Was Roland Barthes über die Zeichnungen von Cy Twombly sagt, trifft den Kern des Skizzogramms. Sie sind Gekritzel, linkisch, zwiespältig, deplatziert, Gebärdenmacherei: „Die Gebärde, die sie hervorbringt, indem sie sich hineinziehen läßt: ein Gewirr, fast ein Geschmier, eine Schlamperei“ mit „extremer Eleganz“. Die gattungslosen Skizzogramme funktionieren wie Bewegungsmelder: innerer wie äußerer Bewegungen. Die Verknüpfbarkeit und Verweisungszusammenhänge dieser so flüchtigen wie pointierten Notationen sollen in Schaustücken markiert und kommentiert werden, aber zugleich auch in eine Versuchsanordnung geschickt werden: in die Analogie und Parallelität von Text-, Bild- und Musikskizze. Namen, die häufig fallen werden: Pessoa, Mayröcker, Dyer, Espedal, Perec, Derrida, D. H.Lawrence, Calvino, Aira, Cortázar, Valéry und Tim Buckley, John Martyn, Laura Nyro, Michael Chapman, Robert Wyatt, Laura Marling, Kendrick Lamar, Sun Kil Moon sowie A. Warburg, R. Venturi, A. Töpfer, C. Twombly, Y. Saint-Laurant, E. Ruscha.

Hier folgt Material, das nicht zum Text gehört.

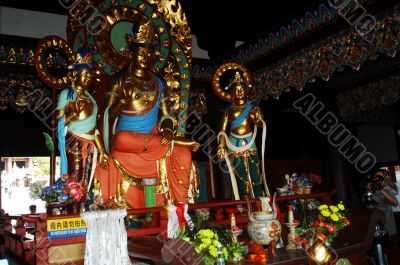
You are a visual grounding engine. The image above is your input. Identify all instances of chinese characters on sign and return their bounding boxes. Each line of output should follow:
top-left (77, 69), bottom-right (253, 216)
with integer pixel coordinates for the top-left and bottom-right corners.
top-left (47, 217), bottom-right (87, 239)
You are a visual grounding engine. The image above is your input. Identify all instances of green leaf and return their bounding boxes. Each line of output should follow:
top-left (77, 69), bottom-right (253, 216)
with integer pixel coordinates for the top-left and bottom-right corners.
top-left (42, 132), bottom-right (54, 152)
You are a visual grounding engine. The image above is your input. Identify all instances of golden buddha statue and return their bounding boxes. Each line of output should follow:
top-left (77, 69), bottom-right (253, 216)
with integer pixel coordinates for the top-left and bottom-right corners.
top-left (212, 63), bottom-right (269, 200)
top-left (96, 21), bottom-right (199, 208)
top-left (57, 49), bottom-right (109, 185)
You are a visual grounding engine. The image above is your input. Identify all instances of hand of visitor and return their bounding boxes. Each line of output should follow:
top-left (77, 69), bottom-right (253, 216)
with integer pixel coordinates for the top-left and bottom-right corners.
top-left (217, 145), bottom-right (225, 160)
top-left (192, 142), bottom-right (200, 152)
top-left (100, 151), bottom-right (110, 168)
top-left (161, 128), bottom-right (174, 145)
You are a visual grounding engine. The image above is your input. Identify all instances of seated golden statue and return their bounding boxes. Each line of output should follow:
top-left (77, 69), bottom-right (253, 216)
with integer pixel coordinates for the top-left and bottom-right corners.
top-left (57, 50), bottom-right (109, 184)
top-left (213, 63), bottom-right (269, 200)
top-left (96, 21), bottom-right (199, 208)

Thomas Düllo ist Professor für Texttheorie /Verbale Kommunikation an der Universität der Künste Berlin. Dekan der Fakultät Gestaltung. Seine Schwerpunkte sind Texttheorie, Narrationsforschung, Wissen der Literatur, Strategie und Kultivierung, Transformationsforschung, Lesarten und Fabrikationen des Städtischen Raums und der Popkultur. Letzte Monografien: Strategie als Kultivierung (mit Franz Liebl) (2015); Abwegen und Abschweifen. Versuch über die narrative Drift (2015); Kultur als Transformation (2011).